一日スマホを見続けた夜、肩がこわばって首が回しづらい。 布団の前で軽く伸ばしながら、ふと思う。夜のストレッチで体は柔らかくなるのか。そして、どれくらいやればいいのか。
夜のストレッチで柔らかくなる?
静的ストレッチは柔軟性(関節可動域)を改善すると報告されています。 Warneke et al. 2024(Sports Medicine・システマティックレビュー+メタ分析+多変量メタ回帰)は、じっくり伸ばす静的ストレッチが可動域という指標を改善するとまとめています。ただしこれは可動域の変化についての話で、傷害予防や競技力の向上を保証するものではありません。数字の受け取り方には幅があり、効果には個人差があります。
どれくらいやればいい?
少しで十分、というのが正直なところです。 同レビューでは、1回あたり約4分・週あたり約10分を超えても追加の上乗せは見られなかったと報告されています。長くやるほど伸びる、というわけではないのですね。
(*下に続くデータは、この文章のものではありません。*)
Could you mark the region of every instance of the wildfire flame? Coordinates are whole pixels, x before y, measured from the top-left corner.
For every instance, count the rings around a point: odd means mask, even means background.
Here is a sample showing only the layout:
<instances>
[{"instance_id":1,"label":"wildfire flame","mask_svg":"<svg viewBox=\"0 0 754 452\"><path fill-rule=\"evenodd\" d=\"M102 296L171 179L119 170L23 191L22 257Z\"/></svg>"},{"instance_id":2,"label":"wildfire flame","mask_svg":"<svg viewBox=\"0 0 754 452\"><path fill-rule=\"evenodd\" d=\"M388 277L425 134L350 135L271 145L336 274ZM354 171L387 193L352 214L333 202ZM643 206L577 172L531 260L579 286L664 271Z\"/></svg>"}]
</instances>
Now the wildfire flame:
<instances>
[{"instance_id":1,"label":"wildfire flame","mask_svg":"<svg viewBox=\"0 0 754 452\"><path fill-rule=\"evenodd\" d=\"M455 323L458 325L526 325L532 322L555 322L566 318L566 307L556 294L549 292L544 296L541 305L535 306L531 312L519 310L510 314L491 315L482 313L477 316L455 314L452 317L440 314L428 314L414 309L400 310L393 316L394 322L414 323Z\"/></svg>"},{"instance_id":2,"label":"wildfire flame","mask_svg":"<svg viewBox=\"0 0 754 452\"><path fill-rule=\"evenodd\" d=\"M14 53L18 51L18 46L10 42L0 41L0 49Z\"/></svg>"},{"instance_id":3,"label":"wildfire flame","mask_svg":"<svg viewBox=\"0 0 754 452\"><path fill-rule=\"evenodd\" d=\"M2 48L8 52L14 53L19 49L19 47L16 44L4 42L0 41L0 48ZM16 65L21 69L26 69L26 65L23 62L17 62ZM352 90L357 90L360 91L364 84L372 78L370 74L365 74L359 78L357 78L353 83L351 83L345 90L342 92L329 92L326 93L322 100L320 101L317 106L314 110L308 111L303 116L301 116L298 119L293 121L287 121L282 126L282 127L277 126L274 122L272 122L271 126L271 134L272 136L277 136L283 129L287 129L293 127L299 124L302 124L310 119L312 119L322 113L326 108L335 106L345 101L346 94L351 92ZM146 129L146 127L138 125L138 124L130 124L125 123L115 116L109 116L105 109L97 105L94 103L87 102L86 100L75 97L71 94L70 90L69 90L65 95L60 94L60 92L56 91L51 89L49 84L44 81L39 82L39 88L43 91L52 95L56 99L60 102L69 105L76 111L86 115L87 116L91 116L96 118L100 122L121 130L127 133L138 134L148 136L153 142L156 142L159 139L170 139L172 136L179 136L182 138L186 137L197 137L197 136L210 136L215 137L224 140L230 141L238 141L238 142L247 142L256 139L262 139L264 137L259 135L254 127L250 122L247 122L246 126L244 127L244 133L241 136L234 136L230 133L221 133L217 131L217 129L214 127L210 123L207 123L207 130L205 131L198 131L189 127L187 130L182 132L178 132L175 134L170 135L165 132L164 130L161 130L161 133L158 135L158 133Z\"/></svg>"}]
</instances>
さらに、もともと柔軟性が低い人ほど改善が大きく、強度・頻度・年齢・性別・トレーニング歴は改善量に影響しなかったとされています。硬いと感じる人にこそ伸びしろがある、というやさしい含意です。だからこそ、無理に長時間がんばる必要はなく、やり過ぎて自分を責めることもありません。あくまで可動域という指標の話で、傷害予防のためではない点だけ心に留めておきましょう。
今夜の一手
布団の前で、気持ちいいと感じる範囲で首と肩を30秒ほど伸ばしてみる。 それだけで十分です。少しでいいし、できない夜があってもかまいません。効果には個人差があります。